Chi invece ha già un disco in uscita con cui dimostrare che non è ancora giunta l’ora della pensione, è il signor Robert Plant, l’uomo che scombina le carte a chi pensa che le vecchie rockstar vivano solo di rendita, in perfetto stile Jagger e compagni. La voce dei Led Zeppelin (classe ’48), capello riccio e lungo d’ordinanza, ha calcato un paio di palchi italiani la scorsa settimana, ed ha mostrato di essere la più orgogliosa risposta alla sfida dell’età che avanza. Un disco in uscita a settembre, “Lullaby and…. The Ceaseless Roar”, un carisma on-stage che rimane quello dei tempi d’oro, una criniera immutata, come fossero ancora i giorni degli “hammer of God” descritti con qualche mitica esagerazione da Stephen Davis.
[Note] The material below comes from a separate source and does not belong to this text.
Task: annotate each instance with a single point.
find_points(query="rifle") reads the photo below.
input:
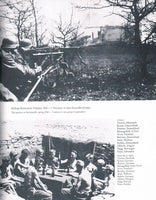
(38, 81)
(44, 73)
Irrequieto, mai sedentario artisticamente e umanamente, Plant è il contrario della standad rockstar, quasi dylaniano nel suo rifiutare i clichè. A Padova, sotto il palco, i fan delle primissime file hanno continuato a chiedergli pezzi degli Zeppelin: “Stairway to heaven!”. E lui noncurante, ha sibilato con una certa ironica gentilezza: “ma andatevene a dormire”. Più tardi, terminando un concerto forse un po’ troppo breve (meno di novanta minuti) con “Whole Lotta Love”, si è permesso di trasfigurare uno dei capolavori del rock in un brano di world music acida, sostituendo uno dei più famosi break chitarristici con un una parte solista per violino africano, un quasi mantra capace di insinuarsi sotto-pelle e sotto-anima. Pazzia e genialità: verso i settant’anni ci si può ripensare ancora così, con la voglia di  provare e provarsi. Ma non è una novità, visto che il Plant degli ultimi decenni ha peregrinato per ogni dove: è stato a incontrare musiche e musicisti in Mali, nelle terre celtiche e gallesi, in Texas e nelle miniere del country’n’western (dove si è pure sposato con Patty Griffin, la stupenda cantautrice di “Downtown Church” e di “Impossible Dream”). 

L’ultima volta che ho avuto il piacere di vederlo onstage (era il 2000), si esibiva con una band, The priory of Brion, in cui hard-rock e influenze progressive-celtiche, la facevano da padrone. Oggi spicca il volo verso una psichedelia in cui rock e blues del Delta (mai così acido, mai così swamp), si intrecciano con suoni astrali, africani, berberi, griot. In un concerto in cui la stella polare è stata la versione mozzafiato di “Babe i’m Gonna Leave You” (ma non sono da dimenticare “Spoonful”, “Fixin to die” e la rivisitazione in disguise di “Communication Breakdown”), le nuove canzoni come “Rainbow”, “Embrace”, “Little Maggie”, “Turn it up” sono un autentico scrigno di tesori ben nascosti, qualcosa che si muove dalle parti di “Kashmir” e “No quarter”, qualcosa che sarebbe forse piaciuto a Syd Barret e che porta una impronta “plantiana” evidente e distinguibile all’interno di un panorama dove influenze africane e di world music vastissima si compenetrano con un hard-psichedelico decisamente potente, a volte luminoso e a volte cupo. Si invecchia benissimo anche così, e anche meglio: egregiamente calcando un palco, godendo della propria carismatica e artistica presenza, e mettendo il tutto a servizio di una nuova tappa artistica, di una nuova ricerca che lascia meravigliati chi già conosce il cammino precedente e stimola terribilmente chi è più giovane ad andare oltre i cliché. Per gli altri, per chi continua a chiedere “dacci le cose già note” arriva l’invito fatto in pubblico: “ma andatevene a dormire”.

Forse perché anche nel rock – oppure: soprattutto nel rock, che una volta era trasgressione e rivoluzione – è necessario non fermarsi. Non fermarsi. Mai. Un po’ quello che ci obbliga a fare la vita, volenti o no.